Mãos de abrir nuvens

 

Ter mãos de abrir nuvens

Romper o velcro de baunilha

E espiar

Dentro a catedral

Dos sonhos

Um rito de encanto

Crianças e lagos

E mapas emaranhados

A Sexta Avenida

deságua no Eufrates

E as barcas cruzam

De Bagdad ao Mojave

As mãos se enlaçam

Negras brancas

Amarelas azuis.

 

Ter mãos de abrir nuvens

Descobrir a alma de neve

E perfumes

Que se fazem

Pássaros

Camelos

Bailarinas.

 

Quem possui mãos de abrir nuvens?

Quem rega pedras

E pesca pássaros

Em tempestades

E ancora no alto

Da montanha mais alta

Suas caravelas.

 

Quiçá Penélope,

Sem manto, grilhões, espera.

A abrir nuvens

Além da torre de concreto

Em pleno azul

Entre a brancura espumada.

Mãos de mulher livre

A abrir o velcro

Da humanidade encantada.

 

 

 

 

 

 

Pulmão de Deus

 

Sussurro suave ao redor, nuvem

de seda embalando astros.

Aqui, onde respira a vida,

 

perfume de malva, silêncio de córrego

entre pedras.
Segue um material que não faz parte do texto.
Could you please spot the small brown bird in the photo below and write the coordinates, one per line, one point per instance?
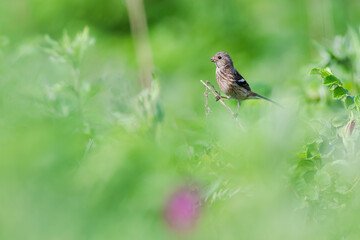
(231, 82)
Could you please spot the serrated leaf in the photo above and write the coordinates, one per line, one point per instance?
(349, 102)
(339, 92)
(331, 79)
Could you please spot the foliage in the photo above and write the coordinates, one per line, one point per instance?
(87, 154)
(326, 174)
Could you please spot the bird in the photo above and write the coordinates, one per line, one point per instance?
(231, 82)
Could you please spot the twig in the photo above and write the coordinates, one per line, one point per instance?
(139, 31)
(207, 108)
(218, 96)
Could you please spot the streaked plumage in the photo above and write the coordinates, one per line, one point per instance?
(230, 80)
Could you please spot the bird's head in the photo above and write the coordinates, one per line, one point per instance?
(222, 59)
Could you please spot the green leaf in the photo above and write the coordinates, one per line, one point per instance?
(339, 92)
(331, 79)
(323, 179)
(349, 102)
(322, 72)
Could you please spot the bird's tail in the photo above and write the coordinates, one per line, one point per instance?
(258, 96)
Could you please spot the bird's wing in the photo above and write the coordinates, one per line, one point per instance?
(240, 81)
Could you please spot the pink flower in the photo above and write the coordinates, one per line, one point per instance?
(183, 209)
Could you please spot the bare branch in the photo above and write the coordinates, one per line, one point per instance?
(218, 97)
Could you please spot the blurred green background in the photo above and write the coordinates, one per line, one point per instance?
(87, 152)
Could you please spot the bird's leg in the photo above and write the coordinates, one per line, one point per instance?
(218, 97)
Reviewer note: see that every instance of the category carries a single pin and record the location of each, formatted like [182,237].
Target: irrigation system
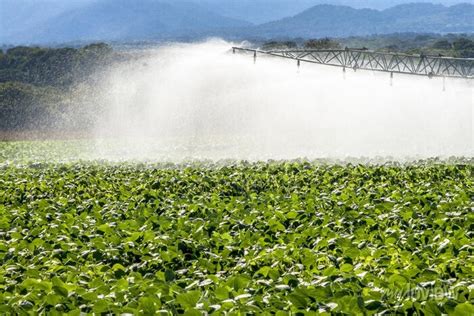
[421,65]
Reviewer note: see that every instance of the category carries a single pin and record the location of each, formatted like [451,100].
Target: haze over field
[199,101]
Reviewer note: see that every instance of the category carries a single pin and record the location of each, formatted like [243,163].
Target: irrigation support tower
[421,65]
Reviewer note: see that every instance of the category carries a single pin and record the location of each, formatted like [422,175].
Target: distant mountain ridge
[125,20]
[342,21]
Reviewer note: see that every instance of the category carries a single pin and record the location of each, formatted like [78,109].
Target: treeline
[36,83]
[454,45]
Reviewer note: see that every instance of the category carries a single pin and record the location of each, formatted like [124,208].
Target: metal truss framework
[422,65]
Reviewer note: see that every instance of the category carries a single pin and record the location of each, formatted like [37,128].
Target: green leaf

Ar lúcido de luz.

 

 

 

 

 

 

 

Sopro de Deus

 

Sigo distraído e breve — piedade na alma,

opulência no calabouço.

 

Sigo sereno, neblina me abraça.

Meu corpo um jarro de esperanças.

 

O amor — única navalha que me corta.

Aprendi que somos sopros de Deus — instantes.

 

 

 

 

 

 

Deus sorrindo na varanda

 

O quintal de Deus é o céu.

Um paraíso em uma ilha.

Alcançaremos quando formos náufragos.

 

Aguaçal encoberto de dor,

nascituro rompendo em harmonia

 

a eternidade — Deus sorrindo na varanda.

 

 

 

 

 

 

Violetas brancas

 

Sigo teus passos, feito asteca, sonhando

a terra eterna e rica — tua pele.

Pele de diários, onde leio a lua.

A maré suave que me enlaça nua,

 

écharpe de brisa e aurora, corais gris.

Adeus soledade de pedra. Paloma triste

em vôo riste, ao longe.

O deus-do-sol-do-meio-dia, colibri azul

 

da era atômica, é um sopro de luz e sons.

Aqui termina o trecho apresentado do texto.